To de Dijn’s credit, however, she is at pains to highlight the limitations of historic forms of freedom. She makes it clear that historic political systems built around democratic freedom still excluded many people. For example, the Athenian Republic denied freedom to slaves, women and non-Athenian men.

Freedom: An Unruly History is an excellent book that captures the sweep of more than twenty-five hundred years of Western debate about the nature of political freedom. Of course, this scope precludes a detailed focus on any one historical period.
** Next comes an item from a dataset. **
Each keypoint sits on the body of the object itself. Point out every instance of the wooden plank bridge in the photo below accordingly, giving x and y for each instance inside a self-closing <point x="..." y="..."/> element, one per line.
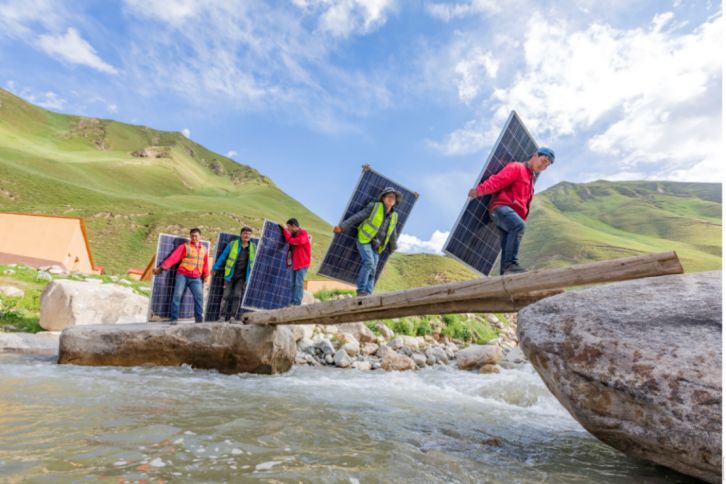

At the same time, however, de Deijn’s long view helps ground differing — and deficient — conceptions of freedom in the political realities upon which they arose.

This historic breadth helps show that although an antidemocratic, elitist form of freedom may now be ascendent, this is a relatively new development that arose in opposition to the unprecedented expansion of democratic freedom and representative government from the 1600s onward.

This makes it clear that we will only win economic freedom if we win greater political freedom. And although this means overcoming “freedom from,” de Dijn reminds us that we can only build stronger political freedom if we extend it to minorities — excluding, of course, the ultra-wealthy.